If we are serious about fighting for Dr. King’s message of social, economic and racial justice, we must advance this agenda and it must be done in this year’s budget. 

With the federal government retreating from its duty to enforce consumer protection laws, we will act to strengthen the ability of state authorities to protect New Yorkers from abusive, deceptive and unfair practices.

We will fight to give DFS the same consumer protection capabilities that the CFPB and other federal regulators have, but under the Trump administration have declined to exercise, enabling the state to step up and protect the most vulnerable from the predatory practices that have proliferated over the last few years.

For example, DFS needs the proper tools to pursue the deceptive practices that have caused widespread deed fraud in Brooklyn, Queens, the Bronx and Harlem, where homeowners are misled into signing documents that transfer their property to a predatory entity seeking to defraud the homeowner.

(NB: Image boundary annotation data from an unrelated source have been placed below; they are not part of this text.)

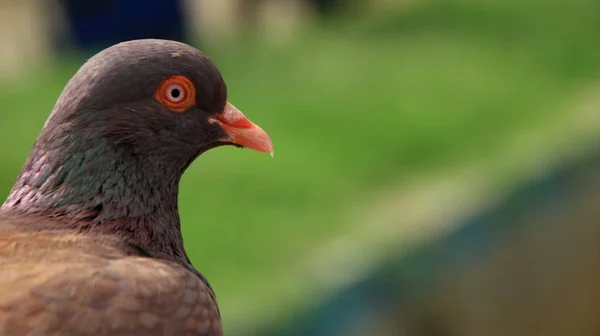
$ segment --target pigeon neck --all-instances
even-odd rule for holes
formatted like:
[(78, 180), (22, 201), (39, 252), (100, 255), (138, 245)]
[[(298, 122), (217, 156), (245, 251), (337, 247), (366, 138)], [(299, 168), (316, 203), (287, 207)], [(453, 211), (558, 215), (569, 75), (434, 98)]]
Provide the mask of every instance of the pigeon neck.
[(116, 234), (152, 256), (190, 265), (177, 208), (183, 169), (103, 139), (54, 143), (36, 142), (3, 210), (59, 219), (39, 229)]

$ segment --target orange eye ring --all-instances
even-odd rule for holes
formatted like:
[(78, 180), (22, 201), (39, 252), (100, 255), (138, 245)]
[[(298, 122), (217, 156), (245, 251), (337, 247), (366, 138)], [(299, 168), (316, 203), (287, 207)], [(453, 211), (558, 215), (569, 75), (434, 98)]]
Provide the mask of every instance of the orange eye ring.
[(154, 99), (173, 112), (183, 112), (196, 105), (196, 88), (185, 76), (171, 76), (154, 93)]

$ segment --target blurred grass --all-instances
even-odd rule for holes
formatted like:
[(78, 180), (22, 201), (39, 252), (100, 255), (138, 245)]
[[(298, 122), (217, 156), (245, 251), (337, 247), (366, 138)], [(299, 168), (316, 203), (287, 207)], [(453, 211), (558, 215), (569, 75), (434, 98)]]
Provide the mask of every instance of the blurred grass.
[[(276, 152), (220, 148), (182, 182), (186, 247), (225, 322), (287, 302), (280, 279), (344, 230), (357, 196), (489, 155), (555, 118), (556, 106), (597, 80), (599, 7), (425, 1), (311, 28), (285, 48), (255, 39), (206, 48), (229, 100), (270, 133)], [(82, 61), (0, 86), (3, 193)]]

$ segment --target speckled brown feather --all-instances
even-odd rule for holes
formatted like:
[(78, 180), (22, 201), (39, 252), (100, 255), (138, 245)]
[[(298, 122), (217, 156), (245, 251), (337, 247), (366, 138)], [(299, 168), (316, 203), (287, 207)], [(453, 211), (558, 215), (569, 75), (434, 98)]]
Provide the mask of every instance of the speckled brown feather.
[(115, 236), (0, 230), (0, 270), (0, 335), (222, 335), (200, 277)]

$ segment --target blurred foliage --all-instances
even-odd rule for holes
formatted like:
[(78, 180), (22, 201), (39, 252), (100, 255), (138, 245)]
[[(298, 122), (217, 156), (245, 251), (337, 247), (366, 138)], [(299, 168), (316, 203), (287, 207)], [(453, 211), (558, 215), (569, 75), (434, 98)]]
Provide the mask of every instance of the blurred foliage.
[[(186, 248), (226, 324), (292, 312), (281, 305), (305, 279), (289, 274), (343, 232), (357, 200), (416, 172), (491, 156), (563, 112), (556, 106), (598, 76), (599, 7), (429, 0), (337, 18), (283, 48), (253, 37), (206, 46), (229, 100), (270, 133), (276, 153), (219, 148), (183, 179)], [(81, 62), (65, 58), (2, 85), (4, 193)]]

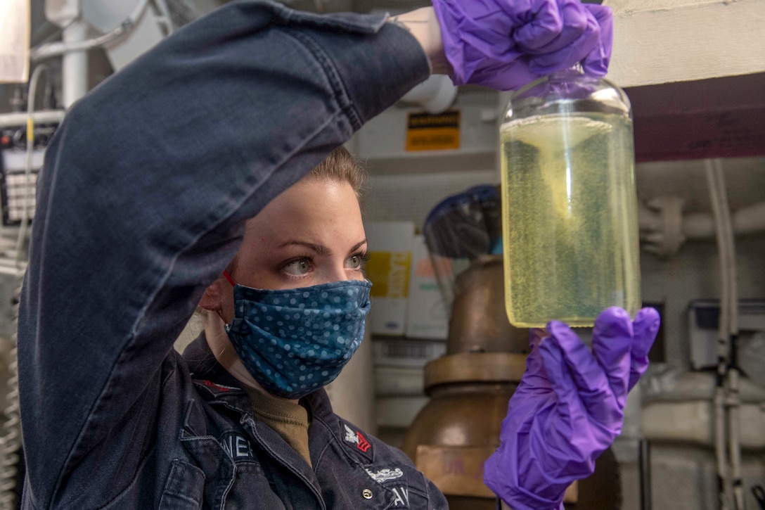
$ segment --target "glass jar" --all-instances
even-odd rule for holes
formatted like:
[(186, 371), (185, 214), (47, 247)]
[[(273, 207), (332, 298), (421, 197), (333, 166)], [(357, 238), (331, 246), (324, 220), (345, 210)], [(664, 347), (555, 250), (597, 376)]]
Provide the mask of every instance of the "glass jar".
[(515, 93), (500, 128), (507, 315), (591, 326), (640, 307), (632, 114), (624, 92), (569, 70)]

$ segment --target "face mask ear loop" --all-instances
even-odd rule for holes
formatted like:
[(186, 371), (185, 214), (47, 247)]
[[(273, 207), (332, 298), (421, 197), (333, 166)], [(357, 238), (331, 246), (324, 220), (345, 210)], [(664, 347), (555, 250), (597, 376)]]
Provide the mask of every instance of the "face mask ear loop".
[[(223, 270), (223, 277), (225, 277), (226, 280), (229, 281), (229, 283), (231, 284), (232, 287), (236, 286), (236, 282), (234, 281), (234, 279), (231, 277), (231, 275), (229, 274), (229, 272), (226, 271), (226, 270)], [(223, 322), (223, 327), (226, 329), (226, 332), (228, 332), (229, 329), (230, 329), (231, 328), (231, 325), (226, 323), (226, 319), (223, 319), (223, 314), (220, 313), (220, 310), (216, 310), (216, 312), (217, 312), (218, 316), (220, 317), (221, 322)]]
[(234, 281), (234, 279), (231, 277), (231, 275), (226, 270), (223, 270), (223, 277), (229, 280), (229, 283), (231, 284), (232, 287), (236, 286), (236, 282)]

Under current law, DFS must prove the corporate entity engaged in ‘intentional’ misrepresentation or fraud — a high bar that too often limits state government’s ability to ensure restitution for the victimized party. 

While the U.S. is the world’s largest economy, only 57 percent of American adults are financially literate, ranking the country far below other developed nations and leading too often to poor financial decisions that can cause a lifetime of hardship.

That’s why, together, we will fight this year to create New York’s first statewide Office of Financial Inclusion and Empowerment to meet the financial services needs of low and middle-income New Yorkers, ensuring all residents of our state have access to financial services counselors for housing issues, student loans and consumer debt, and to promote financial literacy.

Thirty-one percent of American adults, including 23 percent of New Yorkers, have a debt that is subject to collections, with 31 percent of borrowers in predominantly non-white communities holding debt in collection, compared to 19 percent of borrowers in predominantly white communities.

Together, we will fight to give the Department of Financial Services the ability to license and regulate debt collection companies to crack down on unscrupulous practices. 

It’s expensive to participate in the mainstream financial system if you’re poor. Overdraft penalties and banking fees prevent too many families and individuals from accessing the most basic financial tools like savings accounts and lines of credit.

Together, we will fight to create the Excelsior Banking Network, which will increase access to capital and small dollar loans in underserved low-income communities across the state and expand access to affordable financial services. 

Together, we will correct injustice wherever we find it and continue Dr. King’s fight for social, economic, and racial justice.

Linda Lacewell is Superintendent of the New York State Department of Financial Services, and Assemblymember Tremaine Wright is chair of the Black, Puerto Rican, Hispanic & Asian Legislative Caucus.